With the introduction of the Individual Retirement Account (IRA) by the federal government in 1974, the innovation was heralded as the road to prosperity for the general public. For the very first time the average middle class, middle income citizen possessed a pathway to join the affluent in capitalizing on the bounty of the investment world. The system was presented to America in the following manner: “The individual retirement account is a defined benefit pension plan which offers individuals an opportunity to save for retirement in a tax-advantaged account. Once your money is in the account, there are no taxes levied on the dividends or capital gains the investments earn. One of greatest advantages to saving for retirement is the tax benefits you get when investing in an IRA.”
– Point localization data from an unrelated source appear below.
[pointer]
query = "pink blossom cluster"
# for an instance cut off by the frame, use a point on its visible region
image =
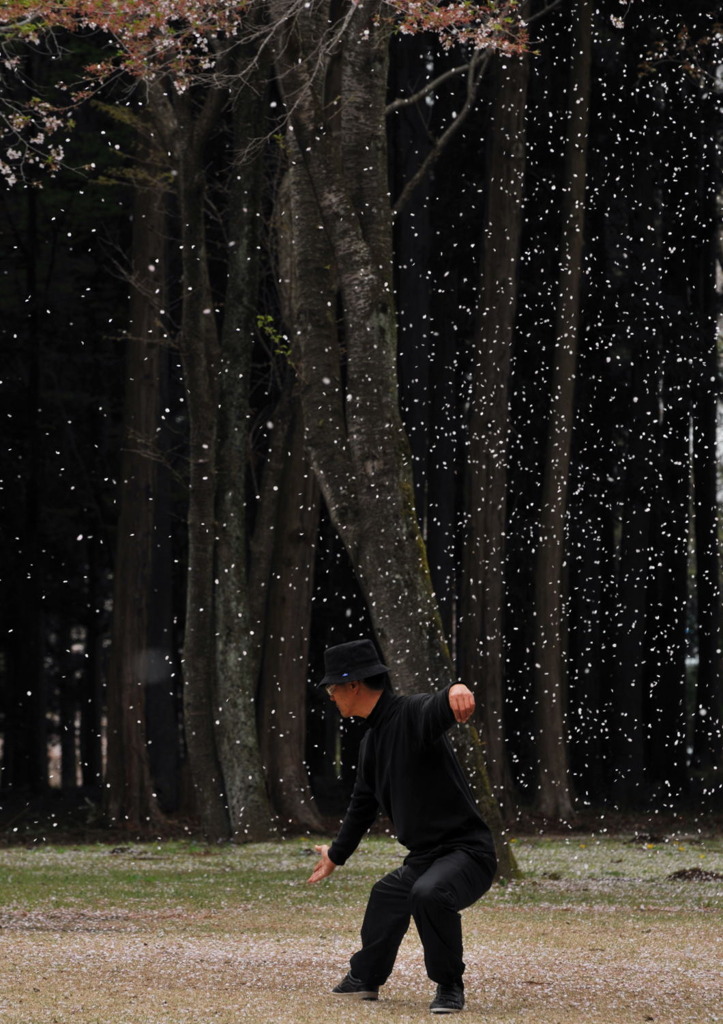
(480, 26)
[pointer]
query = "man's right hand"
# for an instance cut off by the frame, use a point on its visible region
(324, 867)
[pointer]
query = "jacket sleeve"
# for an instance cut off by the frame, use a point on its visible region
(432, 715)
(359, 817)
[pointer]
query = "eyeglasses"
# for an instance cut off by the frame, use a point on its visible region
(333, 686)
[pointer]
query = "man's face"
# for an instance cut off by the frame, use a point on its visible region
(344, 696)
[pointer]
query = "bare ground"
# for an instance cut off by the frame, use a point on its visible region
(549, 950)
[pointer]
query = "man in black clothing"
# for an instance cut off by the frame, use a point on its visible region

The program was sold on the premise your income after retirement would be minimal, so income taxes then paid would be lower than during your working years. However, for persons who actively invest over the decades, this is not likely. And in particular, much of the taxable profits for an investor outside an IRA may be long term capital gain, taxed at a more favorable rate, but all profits within the IRA are taxed at the higher ordinary rates. It was this realization – after my wife and I had been contributing to our accounts a half-dozen years – which led us to cash out and permanently close our IRAs. Though the tax bite hurt at the time, it more than paid off over the long run.

With this said, what exactly is the long run? It’s that tax law requires individual IRA holders to begin taking out taxable amounts from their accounts, known as required minimum distributions (RMDs), once they reach 70½. The exact distribution changes with age, based upon an actuarial table established by the IRS. I’ll give you an actual example: An 81-year-old friend’s account contains $675,000 in assets. The RMD at age 81 is 17.9. He must divide the IRA asset value by the RMD to determine the taxable income to report, or $675,000 / 17.9 = $37,709. His tax return must include this amount in addition to all other annual taxable income he receives.

I’ll share my conclusions with you. Had my wife and I not bailed out of our IRA accounts some 25 years ago, we would have incurred tens of thousands of dollars in taxes which we avoided. Although each of us will experience different results, if one day you become truly prosperous, you’ll be better off never opening an IRA.